Let's say humans have finally made a successful colony on Mars, how useful would bitcoin be to transfer value between Earth and Mars?
If you're talking about the Bitcoin blockchain in its current form, it will restrict mining to one of both planets.
Bitcoin's assumptions include a block propagation time between miners is negligible compared to the interblock time (10 minutes). We've already seen the effects of a few seconds block propagation time on Earth: miners being forced to build upon each other's work without validating, to avoid orphaning during that time. This incentive encourages centralization, hurts Bitcoin's security (especially for light clients), and makes mining (even) less permissionless to enter.

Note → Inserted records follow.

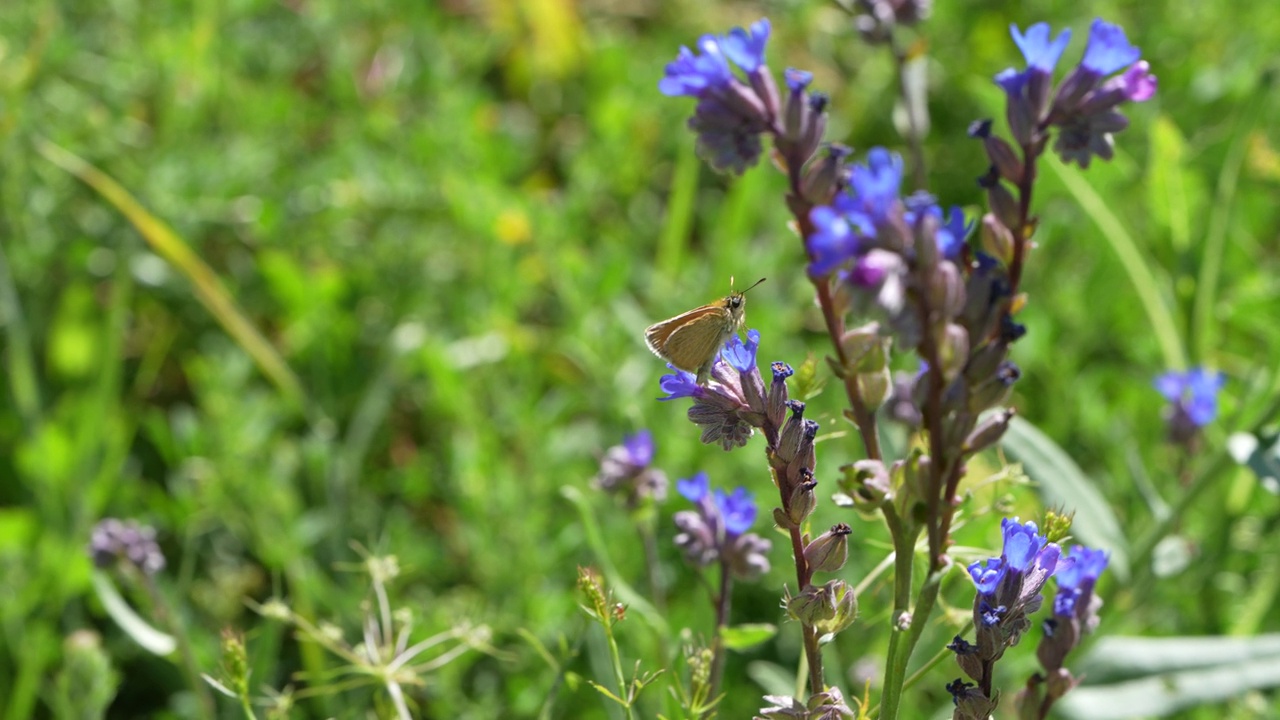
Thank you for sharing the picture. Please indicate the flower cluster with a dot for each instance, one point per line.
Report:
(115, 541)
(1084, 106)
(717, 531)
(1009, 591)
(1192, 401)
(735, 402)
(626, 470)
(732, 113)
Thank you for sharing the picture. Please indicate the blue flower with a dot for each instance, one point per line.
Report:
(741, 355)
(695, 74)
(1078, 577)
(1193, 392)
(874, 186)
(1023, 542)
(796, 80)
(1109, 49)
(1041, 53)
(1011, 82)
(835, 240)
(737, 510)
(987, 574)
(950, 233)
(746, 48)
(680, 384)
(639, 447)
(695, 488)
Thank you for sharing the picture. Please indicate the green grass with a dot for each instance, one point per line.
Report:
(385, 281)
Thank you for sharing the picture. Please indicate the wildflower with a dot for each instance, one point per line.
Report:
(735, 402)
(114, 541)
(626, 469)
(717, 529)
(731, 114)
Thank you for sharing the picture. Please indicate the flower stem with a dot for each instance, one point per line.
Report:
(722, 607)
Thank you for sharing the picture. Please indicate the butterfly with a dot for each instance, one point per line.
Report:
(691, 340)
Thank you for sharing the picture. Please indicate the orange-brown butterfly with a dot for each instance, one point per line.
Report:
(691, 340)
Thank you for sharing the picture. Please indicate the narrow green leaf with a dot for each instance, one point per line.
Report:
(1060, 481)
(209, 288)
(741, 637)
(142, 633)
(1173, 674)
(1136, 265)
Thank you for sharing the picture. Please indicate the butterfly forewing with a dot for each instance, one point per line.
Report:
(689, 340)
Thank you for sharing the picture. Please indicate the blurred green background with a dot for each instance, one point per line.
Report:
(439, 229)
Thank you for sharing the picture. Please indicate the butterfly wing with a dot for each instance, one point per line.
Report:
(690, 340)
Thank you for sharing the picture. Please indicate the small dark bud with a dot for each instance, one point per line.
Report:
(803, 499)
(830, 551)
(1004, 158)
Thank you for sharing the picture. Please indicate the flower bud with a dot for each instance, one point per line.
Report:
(859, 342)
(812, 605)
(873, 387)
(803, 499)
(790, 438)
(988, 431)
(1004, 158)
(952, 350)
(845, 604)
(830, 551)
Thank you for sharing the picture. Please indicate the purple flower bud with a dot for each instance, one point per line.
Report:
(737, 510)
(1107, 49)
(680, 384)
(1041, 51)
(694, 488)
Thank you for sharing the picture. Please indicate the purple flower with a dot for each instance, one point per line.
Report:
(737, 510)
(874, 186)
(1011, 82)
(1107, 49)
(1138, 82)
(746, 48)
(696, 74)
(1193, 393)
(1040, 51)
(741, 355)
(639, 447)
(1023, 542)
(951, 231)
(987, 574)
(679, 384)
(695, 488)
(835, 240)
(796, 80)
(1080, 572)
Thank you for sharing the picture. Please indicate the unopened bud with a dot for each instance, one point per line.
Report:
(830, 551)
(776, 402)
(873, 387)
(988, 431)
(812, 606)
(845, 604)
(803, 499)
(952, 350)
(1004, 158)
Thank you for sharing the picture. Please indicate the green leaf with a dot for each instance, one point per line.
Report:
(1166, 675)
(142, 633)
(741, 637)
(1060, 481)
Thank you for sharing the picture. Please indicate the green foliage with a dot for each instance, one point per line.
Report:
(277, 277)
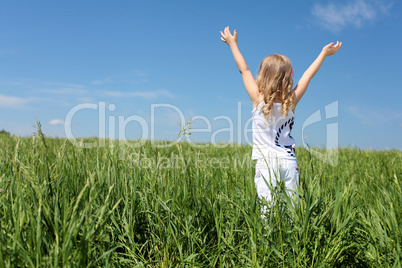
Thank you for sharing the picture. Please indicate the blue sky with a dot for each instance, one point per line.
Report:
(164, 60)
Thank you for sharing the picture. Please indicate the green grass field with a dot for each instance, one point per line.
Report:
(181, 206)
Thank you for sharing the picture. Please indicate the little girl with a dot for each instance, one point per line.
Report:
(274, 102)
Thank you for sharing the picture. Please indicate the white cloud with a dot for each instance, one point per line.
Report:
(56, 122)
(13, 102)
(334, 17)
(141, 94)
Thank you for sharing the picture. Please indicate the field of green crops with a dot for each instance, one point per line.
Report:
(181, 206)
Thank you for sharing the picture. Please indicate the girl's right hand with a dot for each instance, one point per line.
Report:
(331, 49)
(228, 38)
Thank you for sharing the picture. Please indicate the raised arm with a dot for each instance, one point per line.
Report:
(248, 79)
(301, 87)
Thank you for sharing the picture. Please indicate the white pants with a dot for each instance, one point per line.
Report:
(270, 172)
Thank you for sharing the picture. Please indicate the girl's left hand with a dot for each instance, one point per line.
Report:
(331, 48)
(228, 38)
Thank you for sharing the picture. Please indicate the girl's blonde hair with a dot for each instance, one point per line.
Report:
(274, 80)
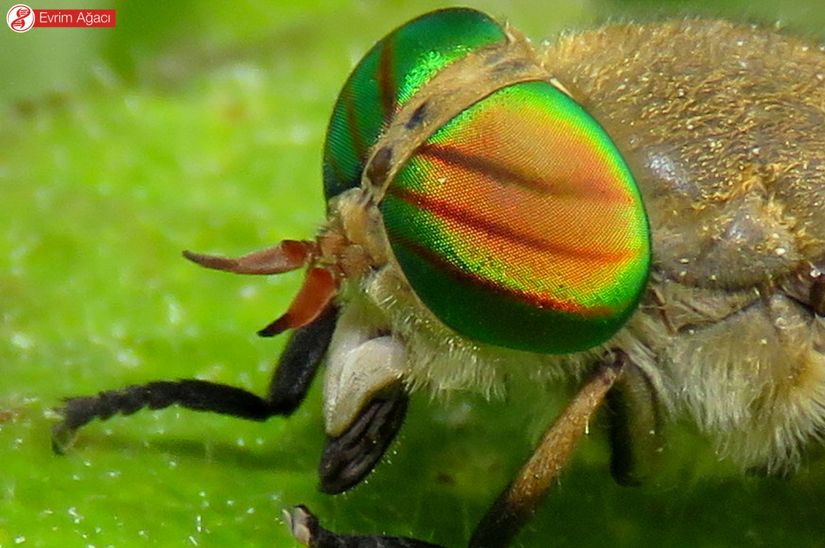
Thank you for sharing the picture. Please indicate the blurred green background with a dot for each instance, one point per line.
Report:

The distance between Earth and Mars can be up to 401 million km, when they're on opposite sides of the Sun. Following the laws of relativity, it is fundamentally impossible to communicate between them in less than 22 minutes in that case. A propagation time of 22 minutes would utterly destroy any ability to mine on both sides. As there is a delay of 22 minutes before Earth can mine on top of a block created by Mars, or the other way around, but not when a planet mines on top of a block created by itself, you would end up with an almost persistently forked chain between the two. The slower planer would eventually always switch over to that of the faster planet, making the faster planet win far more blocks than proportional to its hashrate. Effectively, the delay between the two planets turns mining into a race rather than a lottery.
And if it won't work with the current implementation, what would need to be changed in order for btc to be used interplanetary?
The above issue could probably be solved by using a chain with a ~1 week interblock time rather than 10 minutes, to compensate for the larger propagation time.
If we're fine with mining being controlled by one of both planets (effectively giving that planet the arbitrarily censor the other planet's transactions), it would probably work fine.
There are other issues though; another problem is partitioning. Bitcoin strongly relies on peers in the network to be able to communicate without ending up on their own islands of connectivity. There would need to be multiple independent communication links between the two planets to avoid a partition between Earth and Mars. If mining is knowingly on one side, the worst effect of a connectivity failure is just the lack of ability to see confirmations on the other side, though it may take hours (=a few roundtrips) to notice this.